The talk on the street is that linguists should stuff their portfolios with probabilistic grammars as they have intrinsic advantages over the old, stogy under-performing non-probabilsitic grammars of yore. Partisans assure us that going probabilistic makes the learning problem easier, reduces the need for rich innate structures, and even lowers cholestoral levels. Though I am genetically inclined to skepticism (especially about things that sound too good to be true), debunking these claims has always required talents above my pay grade. Lucky for me I know people who understand these issues deeply and are able to translate their significance for the unwashed, i.e. me. This is all preamble for the following post by Bob Berwick, someone that I have been able to persuade to post on an occasional basis, (hopefully not too occasionally) especially on technical topics from computational linguistics. The bottom line is that ideas that are too good to be true aren't, though their intellectual half lives can be very very long, as Bob explains below. Btw, I stole the title for this post from Bob's apposite reference to John Quiggin, an Australian economist who has done yeoman's work debunking hard to kill bad ideas in macroeconomics.
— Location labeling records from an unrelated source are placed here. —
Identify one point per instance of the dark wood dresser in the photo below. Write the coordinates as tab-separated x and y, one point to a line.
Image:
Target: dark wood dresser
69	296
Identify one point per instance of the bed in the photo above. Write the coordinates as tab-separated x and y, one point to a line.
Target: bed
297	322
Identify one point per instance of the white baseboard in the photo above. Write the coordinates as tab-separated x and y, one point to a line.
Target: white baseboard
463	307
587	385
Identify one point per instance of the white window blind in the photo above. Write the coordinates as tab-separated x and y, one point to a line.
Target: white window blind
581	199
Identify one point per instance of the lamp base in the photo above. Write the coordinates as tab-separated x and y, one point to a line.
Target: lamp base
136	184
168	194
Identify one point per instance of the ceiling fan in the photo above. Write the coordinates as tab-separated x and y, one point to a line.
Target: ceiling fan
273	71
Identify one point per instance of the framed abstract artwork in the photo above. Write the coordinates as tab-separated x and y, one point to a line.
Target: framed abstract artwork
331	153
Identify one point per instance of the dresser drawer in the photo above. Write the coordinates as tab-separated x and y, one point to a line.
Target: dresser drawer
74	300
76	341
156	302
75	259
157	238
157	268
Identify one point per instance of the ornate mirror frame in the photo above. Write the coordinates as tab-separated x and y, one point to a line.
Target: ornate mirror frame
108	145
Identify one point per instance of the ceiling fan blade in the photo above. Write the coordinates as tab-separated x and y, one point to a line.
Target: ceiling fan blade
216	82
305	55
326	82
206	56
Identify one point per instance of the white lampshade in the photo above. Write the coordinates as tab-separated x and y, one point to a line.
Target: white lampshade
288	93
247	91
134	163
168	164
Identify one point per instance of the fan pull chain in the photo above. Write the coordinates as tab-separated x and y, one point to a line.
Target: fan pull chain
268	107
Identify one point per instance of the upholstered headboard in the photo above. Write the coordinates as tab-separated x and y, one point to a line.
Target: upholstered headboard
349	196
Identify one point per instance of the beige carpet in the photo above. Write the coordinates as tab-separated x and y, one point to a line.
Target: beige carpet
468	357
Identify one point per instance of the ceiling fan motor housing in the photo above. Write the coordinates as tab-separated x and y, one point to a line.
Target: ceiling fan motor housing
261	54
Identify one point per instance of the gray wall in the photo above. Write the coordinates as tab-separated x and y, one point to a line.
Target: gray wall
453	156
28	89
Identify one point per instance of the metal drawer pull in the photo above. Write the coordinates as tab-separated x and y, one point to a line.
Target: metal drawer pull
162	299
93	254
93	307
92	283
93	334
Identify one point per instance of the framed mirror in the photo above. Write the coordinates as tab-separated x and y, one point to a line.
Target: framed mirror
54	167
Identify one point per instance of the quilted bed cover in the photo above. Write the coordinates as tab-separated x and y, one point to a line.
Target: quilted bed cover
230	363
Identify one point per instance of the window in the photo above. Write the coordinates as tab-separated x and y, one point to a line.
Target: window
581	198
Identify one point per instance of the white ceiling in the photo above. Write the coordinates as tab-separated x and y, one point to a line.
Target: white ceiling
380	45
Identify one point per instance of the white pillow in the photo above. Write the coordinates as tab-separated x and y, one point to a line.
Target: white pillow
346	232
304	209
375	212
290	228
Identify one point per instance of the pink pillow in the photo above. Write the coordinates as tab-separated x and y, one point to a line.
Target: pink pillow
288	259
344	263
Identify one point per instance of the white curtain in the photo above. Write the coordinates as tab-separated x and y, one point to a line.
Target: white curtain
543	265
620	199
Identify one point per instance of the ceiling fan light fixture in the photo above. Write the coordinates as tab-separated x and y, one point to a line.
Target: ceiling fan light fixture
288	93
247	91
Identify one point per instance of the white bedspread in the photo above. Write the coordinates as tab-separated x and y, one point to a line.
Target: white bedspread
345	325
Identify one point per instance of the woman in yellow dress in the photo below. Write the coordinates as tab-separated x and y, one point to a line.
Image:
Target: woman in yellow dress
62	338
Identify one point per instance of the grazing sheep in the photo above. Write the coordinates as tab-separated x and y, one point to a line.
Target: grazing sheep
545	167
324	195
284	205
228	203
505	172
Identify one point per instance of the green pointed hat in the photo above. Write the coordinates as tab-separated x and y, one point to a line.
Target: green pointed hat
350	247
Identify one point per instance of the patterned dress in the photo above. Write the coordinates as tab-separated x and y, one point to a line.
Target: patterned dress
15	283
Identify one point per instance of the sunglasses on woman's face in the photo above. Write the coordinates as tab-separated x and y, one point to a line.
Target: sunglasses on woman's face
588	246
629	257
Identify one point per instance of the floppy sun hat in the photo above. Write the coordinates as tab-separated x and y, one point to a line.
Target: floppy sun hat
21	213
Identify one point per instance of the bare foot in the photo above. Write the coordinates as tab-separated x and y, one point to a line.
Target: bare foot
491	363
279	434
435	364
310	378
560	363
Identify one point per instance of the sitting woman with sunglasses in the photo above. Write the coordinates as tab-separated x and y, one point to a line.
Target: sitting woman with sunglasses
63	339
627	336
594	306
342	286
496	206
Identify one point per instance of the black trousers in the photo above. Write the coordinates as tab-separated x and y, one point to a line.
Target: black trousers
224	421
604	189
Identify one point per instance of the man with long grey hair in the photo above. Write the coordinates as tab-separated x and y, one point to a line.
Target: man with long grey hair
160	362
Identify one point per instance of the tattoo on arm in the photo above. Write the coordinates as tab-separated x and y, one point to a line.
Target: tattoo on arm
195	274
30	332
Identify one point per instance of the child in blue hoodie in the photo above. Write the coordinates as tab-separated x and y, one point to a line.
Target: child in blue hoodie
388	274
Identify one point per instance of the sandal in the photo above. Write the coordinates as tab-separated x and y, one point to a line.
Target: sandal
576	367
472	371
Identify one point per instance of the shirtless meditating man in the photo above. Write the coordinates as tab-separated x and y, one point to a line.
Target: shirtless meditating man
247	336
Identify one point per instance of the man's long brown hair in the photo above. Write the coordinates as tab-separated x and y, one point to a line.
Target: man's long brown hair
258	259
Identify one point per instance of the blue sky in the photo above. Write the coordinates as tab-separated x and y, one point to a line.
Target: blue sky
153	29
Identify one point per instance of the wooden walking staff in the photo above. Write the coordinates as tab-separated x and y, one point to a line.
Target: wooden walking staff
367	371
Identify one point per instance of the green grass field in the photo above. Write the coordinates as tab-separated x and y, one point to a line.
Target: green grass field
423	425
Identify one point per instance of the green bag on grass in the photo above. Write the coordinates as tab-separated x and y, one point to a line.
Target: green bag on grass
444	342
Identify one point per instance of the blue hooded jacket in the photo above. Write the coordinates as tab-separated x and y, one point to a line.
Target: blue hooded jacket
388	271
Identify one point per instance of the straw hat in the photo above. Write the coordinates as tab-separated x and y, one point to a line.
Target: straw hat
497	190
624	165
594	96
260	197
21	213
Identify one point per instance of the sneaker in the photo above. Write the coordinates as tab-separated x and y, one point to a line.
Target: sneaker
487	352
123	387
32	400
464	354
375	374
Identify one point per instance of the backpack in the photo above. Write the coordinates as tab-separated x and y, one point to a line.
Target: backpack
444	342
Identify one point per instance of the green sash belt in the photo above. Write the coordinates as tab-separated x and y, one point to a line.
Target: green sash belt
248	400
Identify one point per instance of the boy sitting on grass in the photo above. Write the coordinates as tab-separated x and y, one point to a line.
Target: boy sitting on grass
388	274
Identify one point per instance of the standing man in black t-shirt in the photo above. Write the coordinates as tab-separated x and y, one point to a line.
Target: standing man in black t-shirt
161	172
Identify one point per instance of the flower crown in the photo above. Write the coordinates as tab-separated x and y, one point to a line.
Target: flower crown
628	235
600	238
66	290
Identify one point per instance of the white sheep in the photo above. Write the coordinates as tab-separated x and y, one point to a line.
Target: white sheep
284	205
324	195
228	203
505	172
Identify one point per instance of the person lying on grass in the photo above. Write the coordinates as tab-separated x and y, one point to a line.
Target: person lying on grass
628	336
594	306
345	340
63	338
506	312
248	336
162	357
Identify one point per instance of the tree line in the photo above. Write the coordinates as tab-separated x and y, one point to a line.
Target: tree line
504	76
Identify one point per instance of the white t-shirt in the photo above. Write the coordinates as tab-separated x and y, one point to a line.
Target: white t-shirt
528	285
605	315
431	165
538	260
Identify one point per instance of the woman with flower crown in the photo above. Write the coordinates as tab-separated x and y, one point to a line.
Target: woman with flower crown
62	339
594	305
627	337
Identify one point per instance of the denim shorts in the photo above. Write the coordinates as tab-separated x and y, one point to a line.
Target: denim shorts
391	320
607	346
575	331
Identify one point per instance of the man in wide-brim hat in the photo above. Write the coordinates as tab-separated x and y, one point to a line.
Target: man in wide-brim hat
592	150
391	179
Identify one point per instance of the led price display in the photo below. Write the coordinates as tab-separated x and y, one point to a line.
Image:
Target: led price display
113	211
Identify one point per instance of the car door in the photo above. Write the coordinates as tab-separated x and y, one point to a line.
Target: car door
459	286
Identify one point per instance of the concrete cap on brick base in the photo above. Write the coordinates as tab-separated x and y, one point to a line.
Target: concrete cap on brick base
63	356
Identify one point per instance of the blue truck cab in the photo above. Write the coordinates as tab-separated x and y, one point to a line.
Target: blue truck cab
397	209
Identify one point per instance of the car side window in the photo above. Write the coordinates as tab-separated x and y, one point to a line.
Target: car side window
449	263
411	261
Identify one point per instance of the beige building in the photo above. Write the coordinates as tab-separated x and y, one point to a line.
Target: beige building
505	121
Going off the Gold Standard
Robert C. Berwick
You don't have to wander very far along
the computational linguistics byways these days to stumble across what
economist John Quiggin dubs “zombie ideas” - bad memes like “supply-side
economics after the Clinton boom and the Bush bust – repeatedly refuted with
evidence and analysis" yet somehow always rising from the dead. Among these, two stand out, virtually
articles of probabilistic faith: One, that Gold’s (1967) celebrated results
about the non-learnability of most language families given positive-only
evidence become moot, once one “goes probabilistic.” And two, that “going probabilistic” can be cashed out simply by adding probabilities
to context-free rules, rendering probabilistic context-free grammars easier to
learn than their context-free counterparts.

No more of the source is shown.